All of their websites have tons of free articles that specifically address these questions or you can go onto their Facebook pages (or Yahoo group in the case of Hand In Hand) and ask for guidance. They do not advocate any sort of punishment or artificial consequences but setting gentle but firm limits with very practical step by steps of what to do in lots of different situations.
For me personally Janet Lansbury resonates most deeply with me, but all 3 of these sources recommend very similar things to do in this situation - it's about the parent (or caregiver) stepping in and staying calm but in control and not letting the child hit or push - you validate the emotion behind it ("I know you're mad but I won't let you hit.") I've used this with my daughter when she was very angry at me setting limits back around 20 months old and I only had to do this about 3 times - it really seemed to resolve it for her that "Mommy won't let me hit" so she would usually throw a fit instead to get her anger or frustration out. I would let her do that as long as she wanted as long as she didn't hurt herself, someone else or break something. The fit would only last 2 minutes MAX and she had it out of her system and moved on to doing something else as if nothing had happened. I might just be very lucky that she resolved herself so quickly
I know you said your daughter does understand know what she is doing (gentle touches vs. hitting) BUT the part of her brain that helps her rein in her impulse to hit isn't developed yet so keeping herself from acting on a very strong emotion, even if she knows it is wrong, is very difficult until that matures.
This is an excerpt from Janet Lansbury's article "Common toddler discipline mistakes":
There was a toddler in one of my parent/toddler guidance classes whose behavior could be considered “bad”. He was compelled to push limits, probably because his adoring, gentle mother struggled to set them confidently. She admitted that his behavior unnerved her. That, in turn, unnerved him, and “acting out” was the way he demonstrated it.
Some days I would have to calmly follow this boy, shadowing him so that he wouldn’t push or tackle one of the other 18 – 24 month olds. When I sensed an aggressive impulse coming, I would place my hand in the way and say matter-of-factly, “I won’t let you push” or gently move him away from the friend he was tackling and say, “That’s too rough.”

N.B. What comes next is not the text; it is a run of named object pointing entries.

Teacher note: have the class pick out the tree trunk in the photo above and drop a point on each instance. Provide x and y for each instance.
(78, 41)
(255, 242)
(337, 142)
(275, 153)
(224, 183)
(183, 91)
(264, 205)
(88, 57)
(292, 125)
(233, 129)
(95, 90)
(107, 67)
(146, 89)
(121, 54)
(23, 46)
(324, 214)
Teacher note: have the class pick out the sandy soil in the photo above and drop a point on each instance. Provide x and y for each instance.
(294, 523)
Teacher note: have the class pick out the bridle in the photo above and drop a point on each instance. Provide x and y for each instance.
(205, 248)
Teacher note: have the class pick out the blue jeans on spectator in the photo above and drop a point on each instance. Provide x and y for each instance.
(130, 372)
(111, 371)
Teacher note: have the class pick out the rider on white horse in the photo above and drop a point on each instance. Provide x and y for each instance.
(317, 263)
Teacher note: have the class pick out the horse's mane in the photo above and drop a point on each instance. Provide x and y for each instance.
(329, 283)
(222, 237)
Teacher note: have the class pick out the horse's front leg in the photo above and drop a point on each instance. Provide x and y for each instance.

There was no point in reminding him to touch gently (in fact, that would have been an insult to his intelligence). He knew exactly what ‘gentle’ meant and was clearly making a different choice. But what I would often end up asking was, “Are you having a hard time today?” “Da”, he’d answer a bit wistfully, a hint of a smile on his face, recognition in his eyes. This simple acknowledgement coupled with my calm, consistent limit setting would usually ease the behavior.
Toddlers love to be understood. They also need to know that their discipline “teachers” are calm, unruffled and understanding, not thrown or upset by their behavior. And that is the way that I have come to understand misbehavior. It is not intentionally bad, mean or a way to upset parents. It is a request for help.

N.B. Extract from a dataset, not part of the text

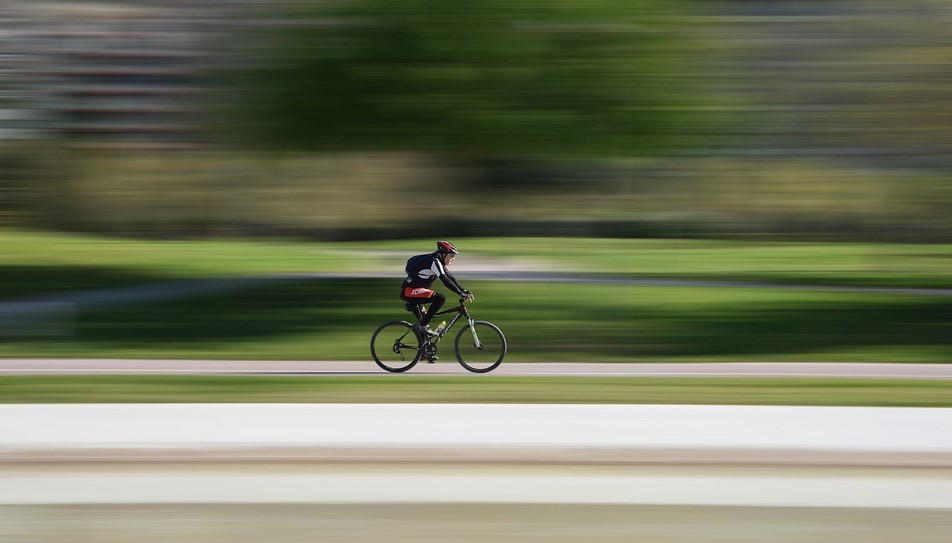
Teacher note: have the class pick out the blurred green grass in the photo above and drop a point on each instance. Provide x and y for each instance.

Help me, I’m tired. Help me, I have low blood sugar. Help me stop hitting my friends. Help me stop annoying or angering you… better yet, stop me before I do those things. Help me by remaining calm so I sense how capable you are at taking care of me. Help me by empathizing, so that I know you understand and still love me. Help me so that I can let go of these urges and distractions and be playful, joyful and free again."